A cultural paradox? Great Scott!
Now, unfortunately, to get ourselves out of this time bubble, we have to get clever. The time bubble raises two hefty questions. First, is the experience of watching Back to the Future affected by the time in which we watch it? Second, would an original audience, watching it 25 years ago, have a different experience? The answer to both is “yes.” Obviously, we always come to a film with our own concepts and ways of understanding things that are conditioned by the time we live in, and a 21st century audience will watch Back to the Future with its own ideas affected its own experiences. This affects how we understand the technology Doc. Brown uses- laughably slow, hopelessly outdated. It affects the way we hear the music Marty listens to and the clothes he wears- rambunctious, naff, and totally lacking in irony. Most importantly, it affects the way we see through the film’s production values. With a budget of $19million, Zemeckis has been able to embellish the look of 1985 while also creating a photogenic, hyper stylised, 1955 dripping with dewy-eyed nostalgia. These production values look old-fashioned to a 21st century audience, meaning that we’re watching an old-fashioned depiction of things that are already old-fashioned: 1955 ends up looking doubly dated. Further, the viewer adds an extra layer of knowing nostalgia to the film’s ‘present’ of 1985 that make it seem as quaint as charming as the film seems to consider 1955. Heavy, huh?
Back to the Future is a part of our cultural DNA, and our eyes have flickered across it enough times to make most commentary about it seem rehashed. Hopefully, by scaring ourselves out of our space-time skins, we’ve rehabilitated the film’s sci-fi bits in our own 21st century terms. We’ve learned that time conditions the eyes we use to see films and the things that we can say about them. Fortunately, Back to the Future is being brought back to the silver screen on October 2nd, so we all have the chance to see it again and blow some time bubbles. The unrelenting pursuit of technological advance might mean that the eyes we use to see films have to adjust themselves more quickly to new conditions.
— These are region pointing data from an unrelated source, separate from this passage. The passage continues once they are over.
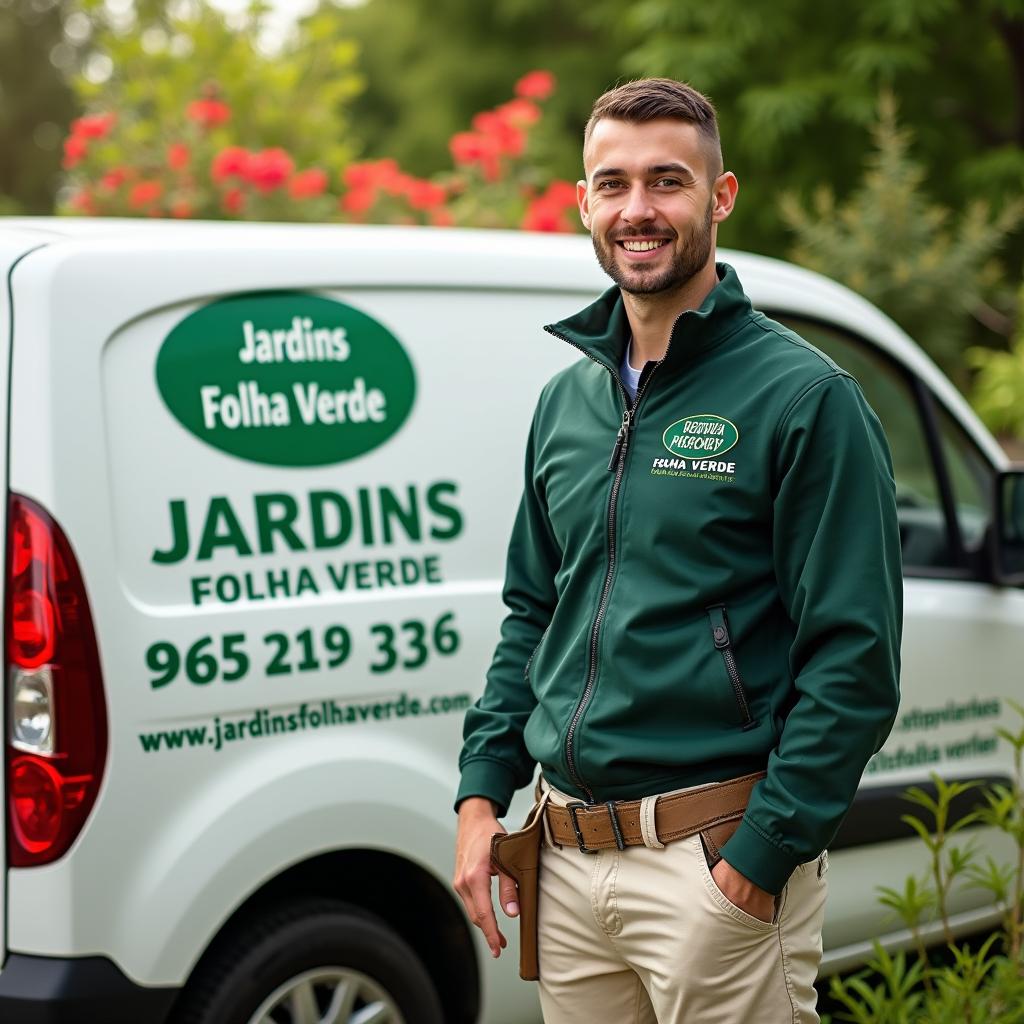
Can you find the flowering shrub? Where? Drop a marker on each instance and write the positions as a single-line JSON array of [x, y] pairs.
[[201, 171]]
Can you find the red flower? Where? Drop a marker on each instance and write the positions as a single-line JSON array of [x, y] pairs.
[[308, 183], [561, 194], [519, 112], [425, 195], [75, 148], [358, 200], [371, 173], [231, 162], [233, 201], [542, 215], [93, 125], [84, 202], [536, 85], [509, 139], [472, 147], [143, 194], [397, 184], [178, 156], [208, 113], [269, 169]]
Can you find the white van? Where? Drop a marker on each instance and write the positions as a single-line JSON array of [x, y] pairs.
[[260, 480]]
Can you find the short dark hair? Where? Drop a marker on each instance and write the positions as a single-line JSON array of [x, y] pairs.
[[651, 98]]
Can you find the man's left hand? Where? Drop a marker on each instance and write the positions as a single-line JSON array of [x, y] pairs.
[[743, 893]]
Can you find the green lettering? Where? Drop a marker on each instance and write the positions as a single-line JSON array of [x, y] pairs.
[[220, 514], [275, 514], [179, 537], [445, 511], [409, 517], [322, 538]]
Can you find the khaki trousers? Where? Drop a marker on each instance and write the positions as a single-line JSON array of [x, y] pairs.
[[645, 936]]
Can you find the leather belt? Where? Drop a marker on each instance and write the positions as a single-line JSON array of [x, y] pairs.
[[616, 823]]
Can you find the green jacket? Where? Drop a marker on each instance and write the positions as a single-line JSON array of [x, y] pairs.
[[699, 586]]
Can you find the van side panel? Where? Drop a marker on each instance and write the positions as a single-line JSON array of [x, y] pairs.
[[13, 247], [289, 639]]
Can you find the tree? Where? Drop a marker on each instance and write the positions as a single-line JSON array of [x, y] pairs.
[[431, 66], [198, 120], [909, 255], [36, 101], [796, 84]]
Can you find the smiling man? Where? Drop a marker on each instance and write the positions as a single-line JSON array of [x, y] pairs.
[[701, 650]]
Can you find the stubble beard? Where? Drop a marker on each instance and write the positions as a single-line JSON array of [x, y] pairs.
[[640, 280]]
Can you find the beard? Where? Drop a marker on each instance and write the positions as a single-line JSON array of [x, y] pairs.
[[641, 280]]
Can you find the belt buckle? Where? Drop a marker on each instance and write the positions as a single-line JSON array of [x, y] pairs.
[[574, 809]]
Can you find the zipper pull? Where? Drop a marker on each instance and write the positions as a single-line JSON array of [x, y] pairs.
[[622, 439]]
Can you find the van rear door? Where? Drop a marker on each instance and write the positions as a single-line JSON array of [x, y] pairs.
[[14, 244]]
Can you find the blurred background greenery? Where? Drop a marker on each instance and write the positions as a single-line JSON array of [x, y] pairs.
[[882, 143]]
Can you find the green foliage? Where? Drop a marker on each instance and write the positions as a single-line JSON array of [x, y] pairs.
[[906, 253], [167, 58], [431, 65], [796, 84], [35, 101], [983, 985], [998, 386]]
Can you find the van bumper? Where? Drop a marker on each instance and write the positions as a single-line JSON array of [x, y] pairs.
[[51, 990]]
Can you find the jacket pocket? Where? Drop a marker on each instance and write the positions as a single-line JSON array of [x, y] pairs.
[[723, 642]]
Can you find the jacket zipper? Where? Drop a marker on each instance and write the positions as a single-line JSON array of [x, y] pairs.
[[532, 653], [723, 642], [616, 464]]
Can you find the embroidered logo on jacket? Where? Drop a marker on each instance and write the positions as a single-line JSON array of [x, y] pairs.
[[696, 442], [700, 435]]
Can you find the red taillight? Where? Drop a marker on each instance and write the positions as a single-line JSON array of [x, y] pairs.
[[56, 712]]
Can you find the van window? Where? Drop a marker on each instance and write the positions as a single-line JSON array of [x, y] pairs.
[[924, 528], [971, 477]]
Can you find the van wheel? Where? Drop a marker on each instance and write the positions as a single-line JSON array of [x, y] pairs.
[[310, 963]]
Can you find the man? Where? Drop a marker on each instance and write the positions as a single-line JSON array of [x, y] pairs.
[[704, 585]]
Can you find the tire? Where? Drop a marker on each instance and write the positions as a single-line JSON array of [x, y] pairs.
[[301, 963]]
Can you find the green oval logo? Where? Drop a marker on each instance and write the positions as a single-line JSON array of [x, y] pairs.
[[700, 436], [286, 379]]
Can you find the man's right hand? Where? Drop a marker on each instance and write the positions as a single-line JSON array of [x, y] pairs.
[[473, 872]]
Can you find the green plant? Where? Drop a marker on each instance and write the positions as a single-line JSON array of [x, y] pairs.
[[961, 984], [998, 387]]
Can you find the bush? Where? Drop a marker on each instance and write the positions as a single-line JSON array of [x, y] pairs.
[[974, 986]]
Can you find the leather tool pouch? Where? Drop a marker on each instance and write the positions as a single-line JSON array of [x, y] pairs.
[[518, 855], [716, 837]]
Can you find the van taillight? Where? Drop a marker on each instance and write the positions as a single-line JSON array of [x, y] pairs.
[[55, 709]]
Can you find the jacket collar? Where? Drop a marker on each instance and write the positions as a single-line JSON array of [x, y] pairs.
[[602, 329]]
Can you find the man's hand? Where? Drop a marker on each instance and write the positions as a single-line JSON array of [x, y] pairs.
[[473, 871], [743, 893]]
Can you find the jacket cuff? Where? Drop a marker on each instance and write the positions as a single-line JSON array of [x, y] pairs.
[[759, 859], [486, 777]]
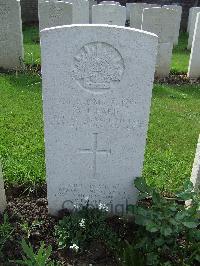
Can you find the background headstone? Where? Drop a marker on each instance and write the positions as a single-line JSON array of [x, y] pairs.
[[11, 39], [136, 11], [195, 176], [162, 22], [2, 193], [178, 9], [54, 13], [189, 19], [163, 61], [80, 11], [96, 99], [194, 63], [109, 14], [194, 12], [91, 3]]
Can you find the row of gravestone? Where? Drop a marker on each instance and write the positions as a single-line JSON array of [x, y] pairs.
[[97, 87], [165, 22]]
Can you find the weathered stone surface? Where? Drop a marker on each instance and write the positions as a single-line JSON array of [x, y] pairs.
[[80, 11], [194, 12], [11, 40], [189, 19], [109, 14], [96, 99], [194, 63], [160, 21], [110, 3], [195, 176], [54, 13], [2, 193], [163, 62], [91, 3], [178, 9], [136, 11]]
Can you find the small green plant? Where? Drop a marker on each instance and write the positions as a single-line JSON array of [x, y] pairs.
[[6, 231], [81, 228], [131, 256], [168, 230], [41, 258], [28, 229]]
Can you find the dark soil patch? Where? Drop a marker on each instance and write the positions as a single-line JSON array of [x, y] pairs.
[[28, 214]]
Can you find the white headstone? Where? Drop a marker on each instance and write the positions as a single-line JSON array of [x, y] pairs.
[[109, 3], [189, 19], [96, 99], [136, 10], [91, 3], [54, 13], [11, 40], [194, 12], [163, 62], [109, 14], [178, 10], [80, 11], [194, 64], [195, 176], [2, 193], [128, 7], [160, 21]]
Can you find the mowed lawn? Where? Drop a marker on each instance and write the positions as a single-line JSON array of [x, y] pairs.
[[172, 137]]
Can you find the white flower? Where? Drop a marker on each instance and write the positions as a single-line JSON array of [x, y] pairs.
[[86, 198], [103, 207], [82, 223], [74, 247]]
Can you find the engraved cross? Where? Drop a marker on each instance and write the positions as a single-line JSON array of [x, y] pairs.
[[95, 151]]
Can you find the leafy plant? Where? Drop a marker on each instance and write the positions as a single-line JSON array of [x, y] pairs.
[[28, 229], [6, 231], [131, 257], [78, 230], [168, 230], [41, 258]]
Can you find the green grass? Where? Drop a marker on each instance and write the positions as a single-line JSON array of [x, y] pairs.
[[172, 136], [21, 131], [31, 45], [180, 57]]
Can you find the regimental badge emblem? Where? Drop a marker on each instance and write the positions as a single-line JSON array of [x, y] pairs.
[[98, 67]]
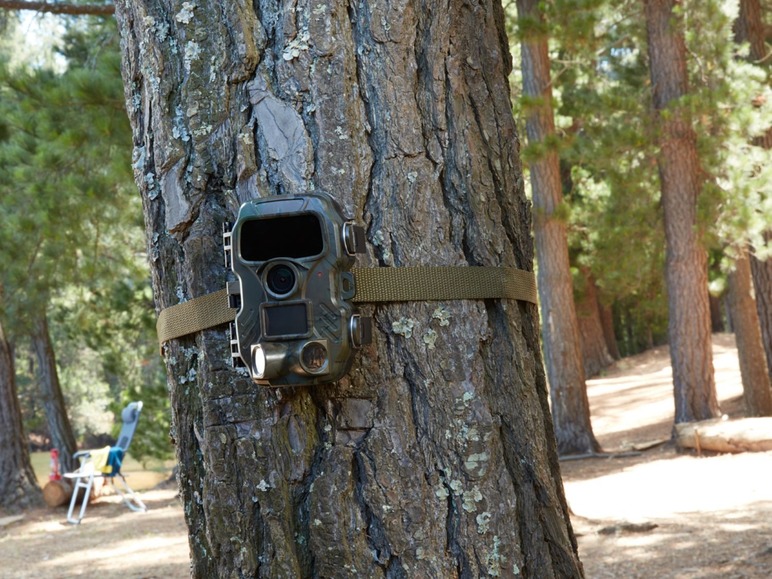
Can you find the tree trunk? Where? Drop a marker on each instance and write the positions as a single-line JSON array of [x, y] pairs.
[[686, 260], [749, 27], [595, 354], [716, 315], [762, 283], [753, 364], [609, 334], [436, 456], [560, 329], [52, 398], [18, 485]]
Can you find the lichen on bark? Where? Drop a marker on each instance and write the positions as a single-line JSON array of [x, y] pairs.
[[424, 461]]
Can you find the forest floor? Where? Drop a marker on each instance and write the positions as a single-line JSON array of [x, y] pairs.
[[658, 514], [663, 513]]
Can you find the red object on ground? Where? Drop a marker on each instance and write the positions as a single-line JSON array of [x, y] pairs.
[[55, 474]]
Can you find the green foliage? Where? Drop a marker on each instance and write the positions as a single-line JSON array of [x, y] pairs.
[[607, 139], [72, 235]]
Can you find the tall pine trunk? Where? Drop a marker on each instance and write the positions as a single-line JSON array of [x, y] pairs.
[[686, 265], [595, 351], [560, 328], [18, 485], [59, 428], [753, 366], [749, 27], [436, 456]]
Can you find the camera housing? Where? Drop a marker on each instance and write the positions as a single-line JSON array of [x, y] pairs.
[[292, 256]]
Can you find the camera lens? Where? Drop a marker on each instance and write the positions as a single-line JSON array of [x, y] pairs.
[[313, 357], [280, 279]]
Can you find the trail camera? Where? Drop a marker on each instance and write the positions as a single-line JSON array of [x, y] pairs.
[[295, 322]]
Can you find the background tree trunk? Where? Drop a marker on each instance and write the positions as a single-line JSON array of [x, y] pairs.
[[762, 283], [560, 329], [749, 27], [59, 427], [18, 486], [436, 456], [595, 354], [753, 365], [607, 322], [686, 260]]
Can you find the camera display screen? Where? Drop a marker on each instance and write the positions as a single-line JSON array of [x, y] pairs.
[[292, 236], [285, 320]]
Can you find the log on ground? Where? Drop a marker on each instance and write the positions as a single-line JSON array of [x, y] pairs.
[[718, 435], [59, 492]]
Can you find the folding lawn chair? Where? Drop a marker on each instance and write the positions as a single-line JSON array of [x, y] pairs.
[[106, 463]]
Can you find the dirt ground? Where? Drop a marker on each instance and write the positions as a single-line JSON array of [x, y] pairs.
[[658, 514], [663, 514]]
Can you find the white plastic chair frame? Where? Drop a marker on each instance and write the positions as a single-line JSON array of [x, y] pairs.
[[85, 474]]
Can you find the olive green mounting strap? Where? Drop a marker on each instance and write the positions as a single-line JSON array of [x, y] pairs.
[[418, 284], [193, 316], [373, 285]]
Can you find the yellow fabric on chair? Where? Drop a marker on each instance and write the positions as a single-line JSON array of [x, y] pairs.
[[98, 459]]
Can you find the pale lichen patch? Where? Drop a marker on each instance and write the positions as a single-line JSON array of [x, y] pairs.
[[442, 314], [430, 338], [403, 327], [185, 15], [483, 520]]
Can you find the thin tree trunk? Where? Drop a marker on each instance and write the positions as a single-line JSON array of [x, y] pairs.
[[716, 315], [762, 282], [749, 27], [560, 329], [436, 456], [18, 484], [595, 354], [681, 182], [609, 334], [59, 427], [753, 366]]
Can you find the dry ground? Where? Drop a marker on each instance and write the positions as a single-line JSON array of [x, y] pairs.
[[659, 514], [665, 514]]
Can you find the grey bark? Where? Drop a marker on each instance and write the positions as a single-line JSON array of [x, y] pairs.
[[595, 353], [59, 427], [18, 484], [436, 455], [749, 27], [560, 328], [762, 283], [753, 366], [686, 260]]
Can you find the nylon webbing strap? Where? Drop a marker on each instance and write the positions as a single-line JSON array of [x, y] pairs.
[[417, 284], [194, 315], [373, 285]]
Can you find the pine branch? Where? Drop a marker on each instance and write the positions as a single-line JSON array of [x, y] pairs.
[[59, 7]]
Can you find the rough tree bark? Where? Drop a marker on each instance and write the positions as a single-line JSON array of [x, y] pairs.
[[753, 365], [686, 265], [18, 484], [762, 283], [59, 428], [560, 329], [595, 354], [749, 27], [436, 455]]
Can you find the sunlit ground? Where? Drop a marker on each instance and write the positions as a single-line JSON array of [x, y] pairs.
[[110, 541], [663, 514]]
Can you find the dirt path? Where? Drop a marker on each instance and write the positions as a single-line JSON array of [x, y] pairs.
[[663, 514], [655, 515]]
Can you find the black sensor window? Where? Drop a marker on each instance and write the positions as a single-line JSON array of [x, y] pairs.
[[292, 237], [285, 320]]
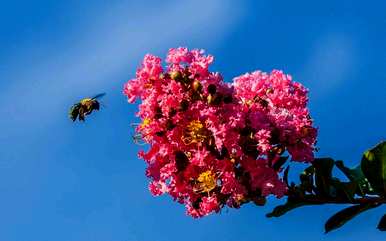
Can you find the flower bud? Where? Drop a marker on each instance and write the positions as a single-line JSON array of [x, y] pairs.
[[175, 75], [197, 85], [212, 89]]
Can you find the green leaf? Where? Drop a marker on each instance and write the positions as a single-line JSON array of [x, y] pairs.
[[344, 190], [283, 209], [285, 176], [323, 175], [356, 176], [382, 223], [374, 167], [345, 215]]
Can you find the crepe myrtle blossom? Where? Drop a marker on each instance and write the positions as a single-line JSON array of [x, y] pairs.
[[214, 144]]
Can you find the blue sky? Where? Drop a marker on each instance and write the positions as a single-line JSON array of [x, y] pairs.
[[83, 182]]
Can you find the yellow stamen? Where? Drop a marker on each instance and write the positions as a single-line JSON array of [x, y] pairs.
[[195, 133], [206, 181]]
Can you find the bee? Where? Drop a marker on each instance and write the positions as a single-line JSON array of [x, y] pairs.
[[85, 107]]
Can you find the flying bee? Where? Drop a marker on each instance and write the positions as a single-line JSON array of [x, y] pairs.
[[85, 107]]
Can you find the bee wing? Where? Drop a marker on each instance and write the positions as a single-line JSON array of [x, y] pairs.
[[98, 96], [74, 112]]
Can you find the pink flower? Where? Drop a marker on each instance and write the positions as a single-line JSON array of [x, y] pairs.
[[213, 143]]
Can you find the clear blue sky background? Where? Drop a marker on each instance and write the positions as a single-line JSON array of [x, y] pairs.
[[83, 182]]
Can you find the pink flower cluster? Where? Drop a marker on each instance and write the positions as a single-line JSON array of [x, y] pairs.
[[216, 144]]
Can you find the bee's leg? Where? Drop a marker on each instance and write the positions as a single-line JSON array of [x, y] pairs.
[[81, 114]]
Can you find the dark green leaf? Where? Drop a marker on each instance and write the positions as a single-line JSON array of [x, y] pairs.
[[280, 162], [285, 175], [344, 190], [323, 175], [356, 176], [282, 209], [345, 215], [382, 223], [374, 167]]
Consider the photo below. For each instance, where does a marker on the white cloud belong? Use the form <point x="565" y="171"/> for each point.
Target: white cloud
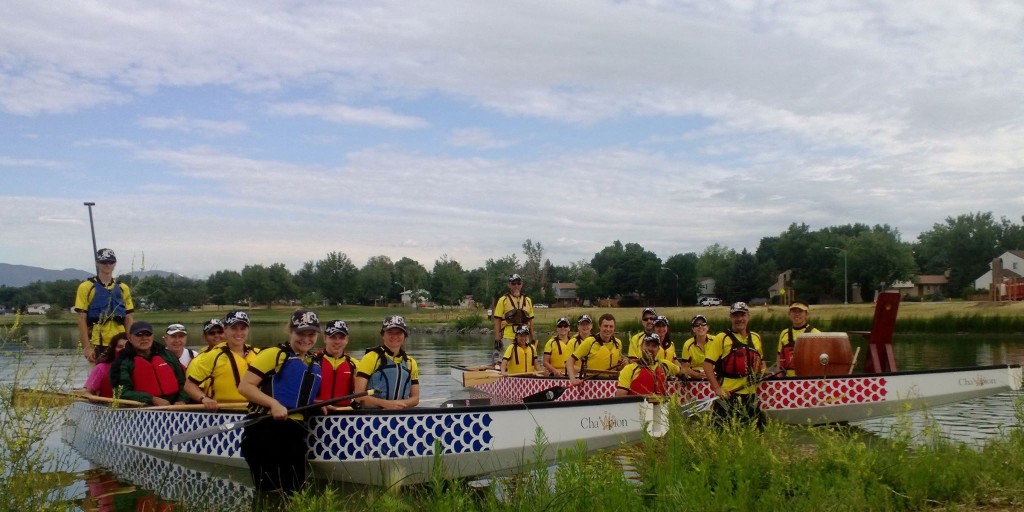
<point x="477" y="138"/>
<point x="190" y="125"/>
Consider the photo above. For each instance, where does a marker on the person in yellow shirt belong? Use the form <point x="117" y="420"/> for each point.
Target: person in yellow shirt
<point x="558" y="349"/>
<point x="649" y="374"/>
<point x="389" y="371"/>
<point x="103" y="305"/>
<point x="513" y="309"/>
<point x="603" y="351"/>
<point x="520" y="356"/>
<point x="799" y="311"/>
<point x="647" y="317"/>
<point x="280" y="379"/>
<point x="213" y="377"/>
<point x="691" y="356"/>
<point x="733" y="363"/>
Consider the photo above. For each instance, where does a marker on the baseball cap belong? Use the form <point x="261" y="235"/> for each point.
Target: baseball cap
<point x="140" y="327"/>
<point x="336" y="327"/>
<point x="105" y="256"/>
<point x="236" y="316"/>
<point x="175" y="329"/>
<point x="738" y="307"/>
<point x="395" y="322"/>
<point x="304" y="321"/>
<point x="211" y="324"/>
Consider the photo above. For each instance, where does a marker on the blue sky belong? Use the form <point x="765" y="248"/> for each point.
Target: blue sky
<point x="214" y="135"/>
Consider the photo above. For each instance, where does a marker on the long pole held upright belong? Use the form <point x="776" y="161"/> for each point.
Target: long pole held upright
<point x="93" y="229"/>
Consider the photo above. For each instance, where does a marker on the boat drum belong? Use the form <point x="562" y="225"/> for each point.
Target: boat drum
<point x="818" y="354"/>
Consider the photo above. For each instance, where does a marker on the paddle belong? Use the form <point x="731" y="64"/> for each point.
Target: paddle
<point x="235" y="425"/>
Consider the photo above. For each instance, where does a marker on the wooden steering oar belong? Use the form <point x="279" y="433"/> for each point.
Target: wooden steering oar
<point x="235" y="425"/>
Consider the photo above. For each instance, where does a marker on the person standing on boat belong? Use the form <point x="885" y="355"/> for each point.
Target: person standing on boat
<point x="513" y="309"/>
<point x="213" y="334"/>
<point x="649" y="374"/>
<point x="585" y="328"/>
<point x="799" y="311"/>
<point x="103" y="306"/>
<point x="145" y="372"/>
<point x="691" y="356"/>
<point x="603" y="352"/>
<point x="668" y="350"/>
<point x="279" y="379"/>
<point x="647" y="317"/>
<point x="175" y="339"/>
<point x="389" y="371"/>
<point x="338" y="367"/>
<point x="733" y="361"/>
<point x="558" y="349"/>
<point x="98" y="382"/>
<point x="214" y="376"/>
<point x="520" y="357"/>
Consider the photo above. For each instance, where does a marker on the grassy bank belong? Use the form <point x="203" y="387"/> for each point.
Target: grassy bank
<point x="700" y="466"/>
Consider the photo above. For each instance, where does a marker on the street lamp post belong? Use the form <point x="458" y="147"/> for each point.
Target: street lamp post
<point x="845" y="289"/>
<point x="93" y="229"/>
<point x="677" y="284"/>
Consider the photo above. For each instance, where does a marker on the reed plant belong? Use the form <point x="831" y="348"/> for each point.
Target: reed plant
<point x="33" y="475"/>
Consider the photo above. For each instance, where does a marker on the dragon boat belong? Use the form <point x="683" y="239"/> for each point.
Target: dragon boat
<point x="824" y="391"/>
<point x="382" y="448"/>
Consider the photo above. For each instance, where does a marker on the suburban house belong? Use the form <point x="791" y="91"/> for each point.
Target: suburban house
<point x="1012" y="263"/>
<point x="564" y="294"/>
<point x="37" y="308"/>
<point x="922" y="286"/>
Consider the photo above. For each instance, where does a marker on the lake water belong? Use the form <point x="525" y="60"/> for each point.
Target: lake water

However, Back to the Future manages to survive the march of obsolescence with a wink and a nod and a searing guitar solo, gleefully threatening our existence and jeopardising the balance of the space-time continuum. It might be too much to suggest that Back to the Future is a time machine itself but, without cranking up to 88 miles an hour yourself in the cinema, you’re never going to find out.